Running a Profitable SaaS Company Is Brutal, Brutal Pain

You might think that running a SaaS business is great. And you’d not be alone! Every software developer, Indiehacker and would-be startup founder is thinking like “oh man, working at <boring day job> sucks, but if I just had a SaaS, I could just lean back and enjoy that sweet, recurring revenue”.

The reality, however, is that running a SaaS business is quite similar to winning the lottery: Everyone wants it, very few people have it, and even fewer people talk about it, how it really is. Winning the lottery, in reality, makes many people very unhappy. Running a SaaS might be the same.

Let me show you why.

As a quick caveat, I’m talking about running a profitable SaaS business here. You know, the type of business which makes more money than it spends, not the venture-capital-rocket-fueled-craziness where the laws of physics don’t apply, growth is all that counts and money is mainly spent on fancy office furniture.

Marketing

When you build it, will they come? The answer is no. You will have to do marketing. If you have no clue about marketing, let me tell you this: You’re screwed.

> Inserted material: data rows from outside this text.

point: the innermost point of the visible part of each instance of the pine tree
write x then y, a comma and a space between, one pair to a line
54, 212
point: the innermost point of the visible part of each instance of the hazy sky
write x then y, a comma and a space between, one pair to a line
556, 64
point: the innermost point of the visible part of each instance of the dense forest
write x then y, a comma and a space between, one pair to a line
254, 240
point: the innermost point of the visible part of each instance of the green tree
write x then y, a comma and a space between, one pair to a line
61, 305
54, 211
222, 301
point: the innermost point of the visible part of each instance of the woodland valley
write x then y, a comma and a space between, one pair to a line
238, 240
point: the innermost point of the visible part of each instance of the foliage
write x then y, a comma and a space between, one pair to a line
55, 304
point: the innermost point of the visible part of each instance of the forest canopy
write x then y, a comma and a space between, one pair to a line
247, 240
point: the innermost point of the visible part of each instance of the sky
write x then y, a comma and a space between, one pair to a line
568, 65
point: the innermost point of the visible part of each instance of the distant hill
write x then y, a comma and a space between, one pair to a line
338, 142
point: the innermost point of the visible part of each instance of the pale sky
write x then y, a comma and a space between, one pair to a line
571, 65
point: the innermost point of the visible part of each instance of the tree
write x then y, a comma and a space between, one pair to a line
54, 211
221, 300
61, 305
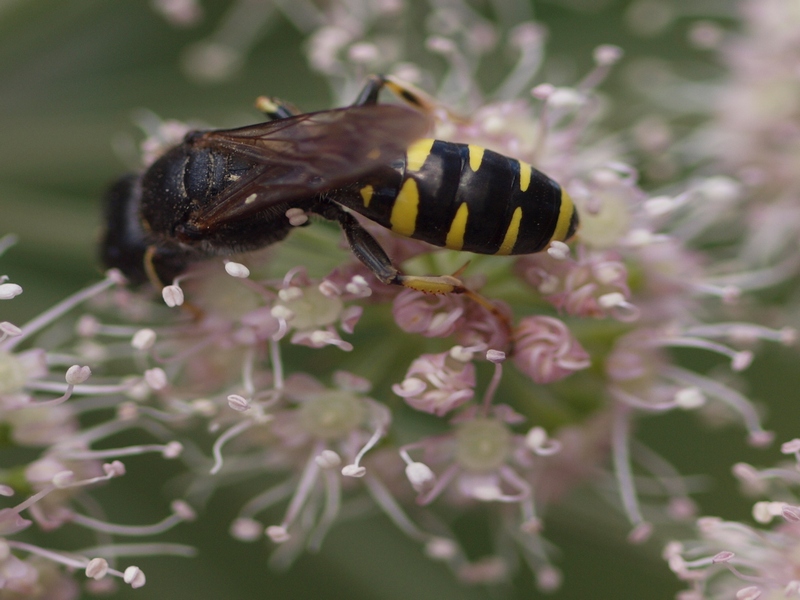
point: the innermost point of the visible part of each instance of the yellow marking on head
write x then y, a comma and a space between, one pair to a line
524, 176
417, 154
404, 211
366, 194
455, 237
475, 157
564, 217
507, 246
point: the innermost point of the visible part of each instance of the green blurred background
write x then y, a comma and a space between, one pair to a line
72, 75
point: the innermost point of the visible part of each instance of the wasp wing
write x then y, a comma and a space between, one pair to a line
301, 156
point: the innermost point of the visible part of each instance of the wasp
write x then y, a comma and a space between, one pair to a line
222, 192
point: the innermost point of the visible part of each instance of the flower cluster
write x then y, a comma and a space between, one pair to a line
43, 403
511, 395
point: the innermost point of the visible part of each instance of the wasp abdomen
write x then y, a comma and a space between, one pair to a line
465, 197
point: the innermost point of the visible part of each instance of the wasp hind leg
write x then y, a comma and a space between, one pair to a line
370, 252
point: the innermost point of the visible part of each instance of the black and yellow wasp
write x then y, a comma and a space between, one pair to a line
222, 192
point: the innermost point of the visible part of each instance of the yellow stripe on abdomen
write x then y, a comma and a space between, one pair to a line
455, 236
405, 209
507, 246
417, 154
564, 217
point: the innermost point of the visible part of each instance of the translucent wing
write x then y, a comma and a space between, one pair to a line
301, 156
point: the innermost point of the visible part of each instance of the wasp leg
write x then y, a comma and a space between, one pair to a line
275, 109
406, 92
370, 252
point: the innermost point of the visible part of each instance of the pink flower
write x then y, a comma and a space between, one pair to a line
438, 383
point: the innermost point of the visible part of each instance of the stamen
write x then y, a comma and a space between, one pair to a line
620, 439
221, 440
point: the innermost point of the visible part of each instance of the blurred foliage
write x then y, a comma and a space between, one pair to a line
73, 76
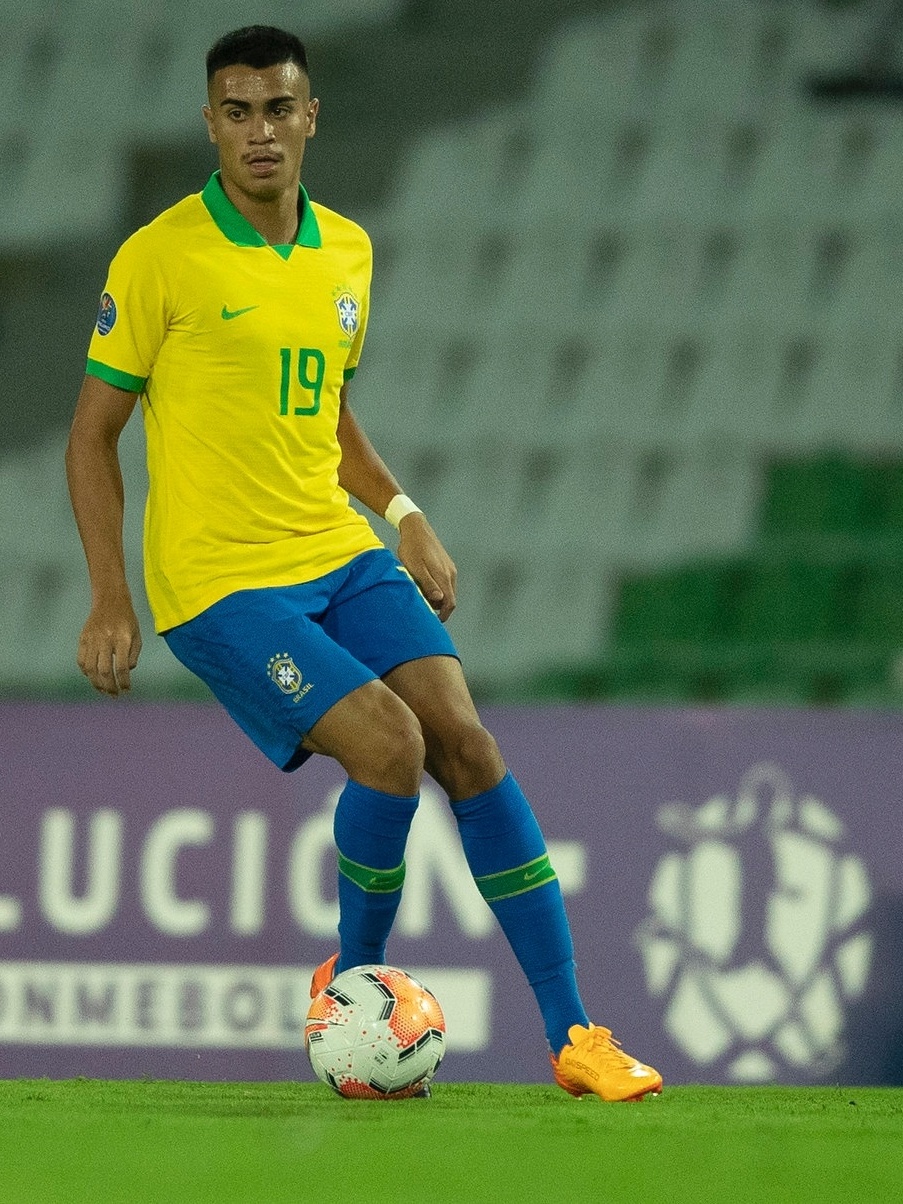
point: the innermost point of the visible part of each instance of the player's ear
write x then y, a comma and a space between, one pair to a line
312, 111
208, 118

The bottleneck towards SaaS success is not building it (that’s easy), it’s whether 1) you find your target customers and 2) whether those people are actually willing to pay for your product. Those things are super, super hard, mostly because they’re hard to predict.

I won’t write much more about marketing here (we have to move on!), but I’d only like to share a few crappy situations I’ve experienced in the past:

  • I once built a SaaS product for 2-3 months, only to discover that buying Google Ads for it would be super expensive because all my competitors were heavily VC-funded. Prices per click were around 50€. That’s crazy!
    That instantly made Google Ads not viable for the product. And I didn’t have any other idea how to market it, so that was the end of it.
  • For another SaaS, we realized that one of our best marketing channels was getting ranked well on Google (SEO), and people subsequently visiting our website. However, scaling any sort of SEO marketing is super painful: Can you find a content writer who writes content just as well as you do? Or, if not, will you risk putting up crappy / AI generated content which will possibly penalize your Google rankings in the future and sink your entire business? Do you even have the money to hire a SEO guy? Likely not – suddenly you’re juggling SEO stuff all day instead of coding. Not fun!
  • If your marketing channel is to go viral on reddit, Hacker News, TikTok, whatever, well.. good luck. It’s entirely unpredictable. And once it fizzles out (in days), you’re back at square one.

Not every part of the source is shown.